Originally, Ubuntu Server had already installed the NVIDIA graphics driver, and executing nvidia-smi showed that the status was normal. After installing the CUDA driver, I executed nvidia-smi to check the status, and this prompt appeared.

Terminal window
root@localhost:~# nvidia-smi
NVIDIA-SMI has failed because it couldn't communicate with the NVIDIA driver. Make sure that the latest NVIDIA driver is installed and running.

I thought the error was caused by the system not recognizing the graphics card, so I checked the PCI information.

Terminal window
root@localhost:~# lspci | grep -i nvidia
0b:00.0 3D controller: NVIDIA Corporation TU104GL [Tesla T4] (rev a1)

If the graphics card device is still there, then there is a problem with the driver.
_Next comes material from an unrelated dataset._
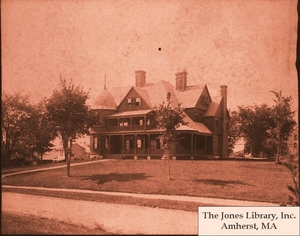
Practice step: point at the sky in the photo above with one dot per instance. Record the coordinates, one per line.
(250, 46)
In this case, use dkms to compile and install the nvidia driver.

Dynamic Kernel Module Support (DKMS) is a program/framework that enables generating Linux kernel modules whose sources generally reside outside the kernel source tree. The concept is to have DKMS modules automatically rebuilt when a new kernel is installed.

—— From Wikipedia

Install dkms

Terminal window
root@localhost:~# apt-get install dkms

Check the NVIDIA driver version

Terminal window
root@localhost:~# ls /usr/src | grep nvidia
nvidia-550.25.65

Execute dkms to compile and install the NVIDIA driver module

Terminal window
root@localhost:~# dkms install -m nvidia -v 550.25.65
/bin/bash: /usr/local/anaconda/lib/libtinfo.so.6: no version information available (required by /bin/bash)
Creating symlink /var/lib/dkms/nvidia/550.25.65/source -> /usr/src/nvidia-550.25.65
Kernel preparation unnecessary for this kernel. Skipping...
Building module:
cleaning build area...
'make' -j8 NV_EXCLUDE_BUILD_MODULES='' KERNEL_UNAME=5.15.0-131-generic modules.....................
cleaning build area...
nvidia.ko:
Running module version sanity check.
- Original module
- No original module exists within this kernel
- Installation
- Installing to /lib/modules/5.15.0-131-generic/updates/dkms/
nvidia-uvm.ko:
Running module version sanity check.
- Original module
- No original module exists within this kernel
- Installation
- Installing to /lib/modules/5.15.0-131-generic/updates/dkms/
nvidia-modeset.ko:
Running module version sanity check.
- Original module
- No original module exists within this kernel
- Installation
- Installing to /lib/modules/5.15.0-131-generic/updates/dkms/
nvidia-drm.ko:
Running module version sanity check.
- Original module
- No original module exists within this kernel
- Installation
- Installing to /lib/modules/5.15.0-131-generic/updates/dkms/
nvidia-peermem.ko:
Running module version sanity check.
- Original module
- No original module exists within this kernel
- Installation
- Installing to /lib/modules/5.15.0-131-generic/updates/dkms/
depmod....
root@localhost:~#

View NVIDIA driver information

Terminal window
root@localhost:~# nvidia-smi
Thu Feb 20 15:11:42 2025
+-----------------------------------------------------------------------------------------+
| NVIDIA-SMI 550.25.65 Driver Version: 550.25.65 CUDA Version: 12.8 |
|-----------------------------------------+------------------------+----------------------+
| GPU Name Persistence-M | Bus-Id Disp.A | Volatile Uncorr. ECC |
| Fan Temp Perf Pwr:Usage/Cap | Memory-Usage | GPU-Util Compute M. |
| | | MIG M. |
|=========================================+========================+======================|
| 0 Tesla T4 Off | 00000000:0B:00.0 Off | 0 |
| N/A 56C P0 26W / 70W | 1MiB / 15360MiB | 9% Default |
| | | N/A |
+-----------------------------------------+------------------------+----------------------+
+-----------------------------------------------------------------------------------------+
| Processes: |
| GPU GI CI PID Type Process name GPU Memory |
| ID ID Usage |
|=========================================================================================|
| No running processes found |
+-----------------------------------------------------------------------------------------+

Displays normally, perfect!